Test moving of simple tags inside links:

>>> convert('<strong><a href="">Link.</a></strong>')

>>> convert('<em><strong><a href="">Link.</a></strong></em>')

Test that tag attributes do not interfere with the process of moving them
inside. Unfortunately, we're not preserving the attributes.
>>> convert('<p><span style="color: navy"><span><a href="">Link</a></span></span></p>')

Test classes and IDs.
>>> convert('<p class="some_class" id="some_id">Some text.</p>')
p(some_class #some_id).
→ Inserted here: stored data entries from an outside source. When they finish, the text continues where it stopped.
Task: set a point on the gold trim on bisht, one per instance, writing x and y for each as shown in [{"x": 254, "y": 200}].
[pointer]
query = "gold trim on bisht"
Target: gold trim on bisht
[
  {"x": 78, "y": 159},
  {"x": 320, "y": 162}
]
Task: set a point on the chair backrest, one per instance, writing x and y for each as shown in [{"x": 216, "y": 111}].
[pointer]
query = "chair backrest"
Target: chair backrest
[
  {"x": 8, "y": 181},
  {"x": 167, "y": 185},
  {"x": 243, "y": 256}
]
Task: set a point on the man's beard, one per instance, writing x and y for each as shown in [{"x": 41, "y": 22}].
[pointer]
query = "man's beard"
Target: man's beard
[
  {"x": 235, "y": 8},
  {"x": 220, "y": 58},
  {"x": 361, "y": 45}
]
Some text.

Test nested identical tags.
>>> convert('<span><span>Text.</span></span>')

Textile doesn't support this either.
>>> convert('<span>Some text <span>inside</span> a span.</span>')
%Some text inside a span.%

Paragraphs inside list items cannot be represented in Textile
>>> convert('<ol><li><p>Paragraph.</p></li></ol>')
# Paragraph.

Test a complicated shambles of nested lists.
>>> convert('<ol><li><ol><li><ol type="i"><li>Three.</li></ol></li></ol></li></ol>')
### Three.


#>>> convert('<p>---<em><br />*Note.</em>')

Ending simple tags after links.
#>>> convert('<em>Click <a href="">here.</a></em>')
_Click ["here":]_

Spaceless mark-up.
#>>> convert('L<sup>A</sup>T<sub>E</sub>X')

More than one paragraph inside a link (invalid HTML).
#>>> convert('<a href=""><p class="first">1</p><p class="second">2</p></a>')


if __name__ == "__main__":
    import doctest
    from html2textile import html2textile
    def convert(text):
        print html2textile(text)